The adoption of artificial intelligence (AI) across industries, including insurance, has led to the widespread use of complex black-box models such as gradient-boosting machines and neural networks. Although these models offer enhanced efficiency and accuracy, their lack of transparency has raised concerns among regulators and consumers. To address this, interpretation methods from the growing field of interpretable machine learning have gained attention for understanding relationships between model inputs and outputs. However, while stakeholders may possess a certain level of understanding regarding the limitations of these explanations, there is often a lack of awareness regarding the inherent vulnerability of these methods.
This paper proposes an adversarial framework to uncover the vulnerability of permutation-based interpretation methods for machine learning tasks, with a particular focus on partial dependence (PD) plots. This adversarial framework modifies the original black box model to manipulate model predictions for instances in the extrapolation domain, which produces deceived PD plots that can hide discriminatory behaviors while maintaining the prediction accuracy of the original model. This framework can produce multiple fooled PD plots via a single model. By using real-world datasets including an auto insurance claims dataset and COMPAS dataset, our results show that it is possible to intentionally hide the discriminatory behaviour of a predictor and make the black-box model appear neutral through interpretation tools like PD plots while retaining almost all the predictions of the original black-box model. We will provide managerial insights for regulators and industry practitioners based on the findings.
Fei Huang is a Senior Lecturer in Risk and Actuaries Studies and Lead - Data and AI Tech at UNSW Business AI Lab. She received her BSc. in Mathematics from Xiamen University, MPhil in Actuarial Science from the University of Hong Kong, and PhD in Actuarial Studies from the Australian National University. Before joining UNSW, she was a faculty member at the Australian National University.

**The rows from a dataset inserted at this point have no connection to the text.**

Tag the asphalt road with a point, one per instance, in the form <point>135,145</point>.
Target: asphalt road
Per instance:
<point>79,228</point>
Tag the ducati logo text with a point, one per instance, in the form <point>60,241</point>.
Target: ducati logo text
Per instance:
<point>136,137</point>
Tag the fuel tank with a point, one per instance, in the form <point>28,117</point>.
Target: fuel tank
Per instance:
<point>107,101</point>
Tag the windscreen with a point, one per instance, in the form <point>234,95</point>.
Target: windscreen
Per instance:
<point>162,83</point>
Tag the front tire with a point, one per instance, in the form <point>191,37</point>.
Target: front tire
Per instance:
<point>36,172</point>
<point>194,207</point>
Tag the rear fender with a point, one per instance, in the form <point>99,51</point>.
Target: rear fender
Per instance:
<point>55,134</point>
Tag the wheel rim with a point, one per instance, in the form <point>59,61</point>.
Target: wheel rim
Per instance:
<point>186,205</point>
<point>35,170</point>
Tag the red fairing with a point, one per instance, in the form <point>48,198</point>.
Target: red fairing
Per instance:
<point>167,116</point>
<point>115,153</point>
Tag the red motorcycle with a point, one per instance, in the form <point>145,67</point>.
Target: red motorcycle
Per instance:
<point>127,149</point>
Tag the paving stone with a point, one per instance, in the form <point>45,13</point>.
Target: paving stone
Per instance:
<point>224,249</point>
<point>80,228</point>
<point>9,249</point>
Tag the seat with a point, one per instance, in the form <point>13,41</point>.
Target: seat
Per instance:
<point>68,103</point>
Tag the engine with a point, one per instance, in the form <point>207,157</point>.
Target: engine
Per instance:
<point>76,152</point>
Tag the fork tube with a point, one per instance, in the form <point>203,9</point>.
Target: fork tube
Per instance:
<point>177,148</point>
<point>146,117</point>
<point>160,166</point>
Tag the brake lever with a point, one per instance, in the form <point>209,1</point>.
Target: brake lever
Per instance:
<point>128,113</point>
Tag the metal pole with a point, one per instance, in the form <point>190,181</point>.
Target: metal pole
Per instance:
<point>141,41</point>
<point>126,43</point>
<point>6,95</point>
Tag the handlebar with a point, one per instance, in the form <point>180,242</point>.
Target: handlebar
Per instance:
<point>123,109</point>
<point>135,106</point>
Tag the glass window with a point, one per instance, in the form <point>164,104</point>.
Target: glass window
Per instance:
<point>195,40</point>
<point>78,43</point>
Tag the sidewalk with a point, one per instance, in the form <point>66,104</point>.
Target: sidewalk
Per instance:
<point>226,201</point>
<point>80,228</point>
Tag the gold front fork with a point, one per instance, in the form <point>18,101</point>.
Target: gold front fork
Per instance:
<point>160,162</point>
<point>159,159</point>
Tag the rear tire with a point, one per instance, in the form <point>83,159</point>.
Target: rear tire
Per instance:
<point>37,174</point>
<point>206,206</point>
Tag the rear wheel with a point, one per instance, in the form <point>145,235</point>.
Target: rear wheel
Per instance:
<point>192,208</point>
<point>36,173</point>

Fei's research focuses on Ethical AI (and non-AI) and Data Science for Insurance. In particular, she studies insurance discrimination and pricing fairness in the context of AI (and non-AI). She also develops statistical and machine learning methods for various actuarial applications, including customer churn modeling, mortality modeling, macroeconomic forecasting using Big Data, and general insurance pricing. She has published in top-tier actuarial journals and received the Carol Dolan Actuaries Summit Prize and ASTIN Colloquium Best Paper Award for her research on anti-discrimination insurance pricing. She was a recipient of the Actuaries Institute's Volunteer of the Year Award in the Spirit of Volunteering category and received the UNSW Business School SDG Research Impact Award in 2023.